NOTE: target_server is specified as each command depends on the state generated by previous ones; block will block only on the last commands as all the others will be executed using a FIFO queue, meaning the commands will be received in the same order they were sent.

Link to first version of the CASA framework development document

Advanced: Multiprocessing and Multithreading

This section explains technical details aimed at advanced users and system administrators who are interested in knowing more about different forms of parallelization in CASA, customizing processes and threads in CASA sessions, and/or optimizing performance. Most users would not normally need to be aware of or modify these settings.

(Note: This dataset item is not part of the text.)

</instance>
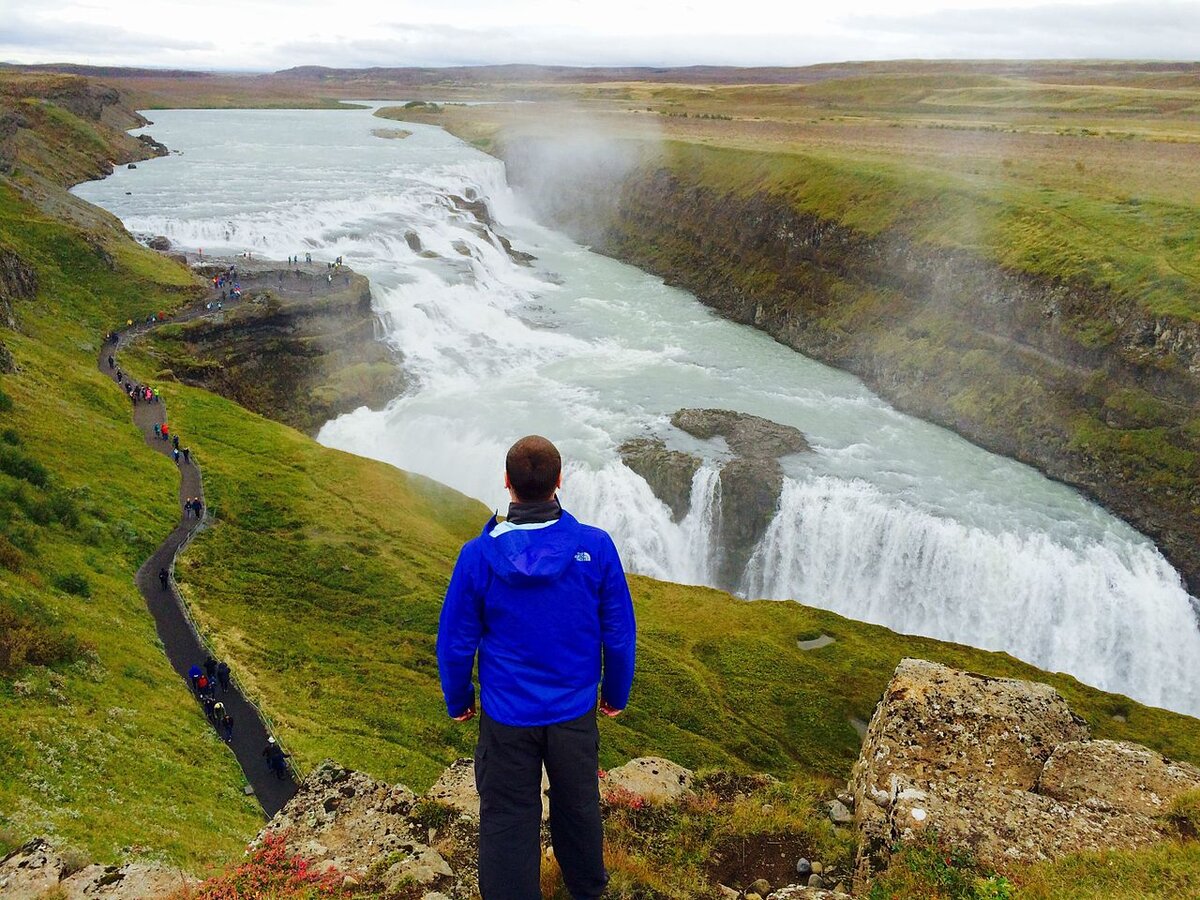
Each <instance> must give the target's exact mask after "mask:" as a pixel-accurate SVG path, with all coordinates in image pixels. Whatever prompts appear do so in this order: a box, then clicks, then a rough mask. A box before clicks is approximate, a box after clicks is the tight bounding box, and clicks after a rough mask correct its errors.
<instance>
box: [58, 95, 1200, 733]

The parallelization approach described in this chapter, embarrassingly parallel, is based on multiprocessing. Certain areas of CASA also use a different form of parallelization, multithreading (via OpenMP). By default, casampi disables multithreading. This is to prevent competition for CPU cores between OpenMP threads and MPI processes, given that OpenMP would spawn as many threads as cores are available. In other words, if CASA is started with casampi -n 8 ..., 8 processes are spawned but no additional threads are spawned.

The mechanism used to disable multithreading is the OMP_NUM_THREADS environment variable. When CASA is run under mpicasa, the mpicasa wrapper sets the environment variable OMP_NUM_THREADS to 1 before starting CASA, unless it has previously been set by the user in which case it is not modified. This effectively disables OpenMP multithreading unless the user has set explicitly a number of threads in OMP_NUM_THREADS.

To use hybrid parallel approaches, with X processes and Y threads per process, the user can set OMP_NUM_THREADS to Y and then start CASA using mpicasa -n X.... Hybrid setups are not validated and not particularly recommended. For more details on this and other related environment variables that control OpenMP multithreading please refer to the OpenMP documentation. Imager Parallelization explains how multiprocessing and multithreading are used in imaging.